Besuchte Vorstellung: 19. Dezember 2006
Staatstheater am Gärtnerplatz München

Zur Person: Márta Kosztolányi

Die Sopranistin Márta Kosztolányi wurde in Fünfkirchen (Pécs) geboren. Sie studierte Klavier, später Chorleitung und Musiktheorie an der Franz-Liszt-Musikakademie in Budapest. Ihr Gesangsstudium bei Rolff Sartorius und Ks. Edith Mathis an der Musikhochschule in Wien im Opern- und Konzertfach beendete sie 1995. Als Konzertsängerin trat sie bereits während ihres Studiums regelmäßig mit dem ORF- und Arnold-Schönberg-Chor als Solistin in den Wien, bei den Salzburger Festspielen und beim Steyrischen Herbst in Graz auf. Rundfunk- und Fernsehaufnahmen sowie zwei CD-Produktionen mit Werken zeitgenössischer Komponisten ergänzen ihren Arbeit. 1998 wirkte sie als Anitra in Griegs »Peer Gynt« unter der Leitung von Thomas Hengelbrock bei einer Konzertreihe im Ludwigsburger Forum, dem Musikfest Bremen und dem Klangbogen Wien mit.

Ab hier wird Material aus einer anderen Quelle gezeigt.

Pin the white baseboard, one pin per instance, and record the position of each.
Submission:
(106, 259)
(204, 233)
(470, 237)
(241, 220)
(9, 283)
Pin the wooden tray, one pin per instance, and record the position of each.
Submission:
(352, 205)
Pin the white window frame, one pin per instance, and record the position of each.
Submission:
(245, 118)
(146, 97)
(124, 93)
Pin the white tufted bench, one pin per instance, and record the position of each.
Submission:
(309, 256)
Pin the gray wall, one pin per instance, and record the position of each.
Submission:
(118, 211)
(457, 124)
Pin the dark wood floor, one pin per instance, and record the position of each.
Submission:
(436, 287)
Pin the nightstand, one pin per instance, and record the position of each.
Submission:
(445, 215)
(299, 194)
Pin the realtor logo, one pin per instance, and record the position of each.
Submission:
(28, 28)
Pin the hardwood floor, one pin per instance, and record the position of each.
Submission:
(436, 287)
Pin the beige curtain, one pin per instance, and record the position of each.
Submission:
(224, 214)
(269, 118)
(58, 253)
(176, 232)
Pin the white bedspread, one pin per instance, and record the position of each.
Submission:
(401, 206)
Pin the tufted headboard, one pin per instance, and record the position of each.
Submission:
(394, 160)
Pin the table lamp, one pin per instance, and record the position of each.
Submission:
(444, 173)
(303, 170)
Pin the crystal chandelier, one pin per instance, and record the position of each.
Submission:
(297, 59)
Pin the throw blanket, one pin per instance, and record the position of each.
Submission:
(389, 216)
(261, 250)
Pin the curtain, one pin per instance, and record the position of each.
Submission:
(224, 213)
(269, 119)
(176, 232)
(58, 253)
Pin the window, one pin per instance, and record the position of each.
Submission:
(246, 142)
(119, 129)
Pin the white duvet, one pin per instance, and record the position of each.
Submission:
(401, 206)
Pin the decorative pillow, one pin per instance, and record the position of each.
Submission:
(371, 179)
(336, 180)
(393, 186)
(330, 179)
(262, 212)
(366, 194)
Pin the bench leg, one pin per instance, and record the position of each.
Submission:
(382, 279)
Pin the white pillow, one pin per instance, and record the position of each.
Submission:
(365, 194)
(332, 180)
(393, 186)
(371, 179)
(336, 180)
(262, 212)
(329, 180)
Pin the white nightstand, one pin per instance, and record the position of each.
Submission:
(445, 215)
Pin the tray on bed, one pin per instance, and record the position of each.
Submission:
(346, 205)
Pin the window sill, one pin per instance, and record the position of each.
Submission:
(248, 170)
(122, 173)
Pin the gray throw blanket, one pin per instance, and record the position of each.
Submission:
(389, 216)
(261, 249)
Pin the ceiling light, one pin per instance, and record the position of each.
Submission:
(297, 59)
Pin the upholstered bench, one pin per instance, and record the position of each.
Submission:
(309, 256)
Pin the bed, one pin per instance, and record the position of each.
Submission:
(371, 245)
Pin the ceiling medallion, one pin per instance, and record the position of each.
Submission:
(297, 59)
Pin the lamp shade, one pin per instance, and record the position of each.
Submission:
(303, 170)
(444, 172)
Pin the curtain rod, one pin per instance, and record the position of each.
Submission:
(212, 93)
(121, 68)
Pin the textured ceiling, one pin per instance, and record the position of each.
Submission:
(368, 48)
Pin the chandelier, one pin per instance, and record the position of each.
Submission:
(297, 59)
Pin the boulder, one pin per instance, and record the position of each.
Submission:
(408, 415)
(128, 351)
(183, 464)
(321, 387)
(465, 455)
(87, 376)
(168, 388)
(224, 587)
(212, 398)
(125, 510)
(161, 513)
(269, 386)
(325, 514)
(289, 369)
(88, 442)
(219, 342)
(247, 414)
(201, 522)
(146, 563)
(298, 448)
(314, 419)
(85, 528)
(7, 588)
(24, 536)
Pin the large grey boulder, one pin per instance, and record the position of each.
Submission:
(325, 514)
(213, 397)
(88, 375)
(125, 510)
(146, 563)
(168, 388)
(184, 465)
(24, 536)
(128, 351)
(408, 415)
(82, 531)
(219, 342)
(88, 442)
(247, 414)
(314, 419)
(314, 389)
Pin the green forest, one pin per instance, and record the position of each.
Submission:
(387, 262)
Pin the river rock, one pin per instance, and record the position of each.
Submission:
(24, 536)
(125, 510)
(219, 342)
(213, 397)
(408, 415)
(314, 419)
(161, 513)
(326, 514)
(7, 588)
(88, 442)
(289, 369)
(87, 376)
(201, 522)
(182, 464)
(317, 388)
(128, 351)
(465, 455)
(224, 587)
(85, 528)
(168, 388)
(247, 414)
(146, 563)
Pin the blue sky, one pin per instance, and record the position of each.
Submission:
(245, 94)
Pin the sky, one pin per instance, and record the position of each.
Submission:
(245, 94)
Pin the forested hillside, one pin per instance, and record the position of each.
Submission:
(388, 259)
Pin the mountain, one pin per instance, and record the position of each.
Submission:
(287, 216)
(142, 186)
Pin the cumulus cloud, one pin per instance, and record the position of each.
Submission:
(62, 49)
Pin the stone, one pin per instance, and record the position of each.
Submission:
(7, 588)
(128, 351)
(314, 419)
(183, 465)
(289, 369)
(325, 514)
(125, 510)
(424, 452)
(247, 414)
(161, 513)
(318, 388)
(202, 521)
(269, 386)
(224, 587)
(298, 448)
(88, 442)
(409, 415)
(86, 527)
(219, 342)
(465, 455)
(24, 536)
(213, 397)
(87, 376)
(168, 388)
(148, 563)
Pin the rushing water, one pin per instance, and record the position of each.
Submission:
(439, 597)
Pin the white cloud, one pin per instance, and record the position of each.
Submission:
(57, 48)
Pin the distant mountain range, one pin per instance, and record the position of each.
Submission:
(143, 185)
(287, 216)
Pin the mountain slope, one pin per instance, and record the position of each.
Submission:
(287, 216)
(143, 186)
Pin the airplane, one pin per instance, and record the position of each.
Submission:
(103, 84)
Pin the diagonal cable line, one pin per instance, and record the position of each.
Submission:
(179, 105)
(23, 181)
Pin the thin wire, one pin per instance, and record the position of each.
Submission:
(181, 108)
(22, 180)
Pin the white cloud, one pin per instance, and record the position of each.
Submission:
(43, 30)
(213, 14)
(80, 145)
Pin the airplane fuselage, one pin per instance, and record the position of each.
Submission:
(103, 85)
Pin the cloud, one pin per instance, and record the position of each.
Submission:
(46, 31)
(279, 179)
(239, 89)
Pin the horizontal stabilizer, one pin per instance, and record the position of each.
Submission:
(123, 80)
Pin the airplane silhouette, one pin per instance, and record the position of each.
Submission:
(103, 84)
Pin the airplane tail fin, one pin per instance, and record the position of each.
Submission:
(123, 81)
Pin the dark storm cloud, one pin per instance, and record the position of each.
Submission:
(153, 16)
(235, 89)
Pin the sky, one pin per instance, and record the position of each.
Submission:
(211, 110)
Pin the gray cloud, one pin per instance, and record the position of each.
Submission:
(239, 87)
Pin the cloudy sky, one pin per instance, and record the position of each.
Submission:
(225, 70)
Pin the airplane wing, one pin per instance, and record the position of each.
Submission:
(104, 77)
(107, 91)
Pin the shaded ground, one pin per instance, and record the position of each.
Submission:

Bei Gastspielen in Budapest, Wien, Frankreich und Luxemburg war sie in den Rollen Pamina, Blonde und Euridice zu sehen. Von 1995 bis 2000 sang sie als festes Ensemblemitglied am Stadttheater Bern die wichtigsten Partien ihres Fachs (z.B. Marzelline, Susanna, Nannetta, Olympia, Clorinda, Gretel, Adele, Lady Hariett). Als freischaffende Künstlerin sang sie 2001 Adina in »Der Liebestrank« in Pforzheim, 2002 Clorinda in »La Cenerentola« und Najade in »Ariadne auf Naxos« an der Dresdener Semperoper und am Teatro Nacional de Sao Carlos in Lissabon. Mit der Ersten Dame in »Die Zauberflöte« gab sie 2000 ihr Debüt am Staatstheater am Gärtnerplatz in München. Seit Beginn der Spielzeit 2002/2003 arbeitet sie als festes Ensemblemitglied an diesem Haus. In der laufenden Spielzeit singt sie am Theater am Gärtnerplatz Micaela (Carmen), erste Dame (Die Zauberflöte), Gräfin Mariza (Gräfin Mariza), Antonia  (Hoffmanns Erzählungen), Mimi (La Bohème), Lady Harriet Durham (Martha), Undine (Undine) und Sophie (Werther).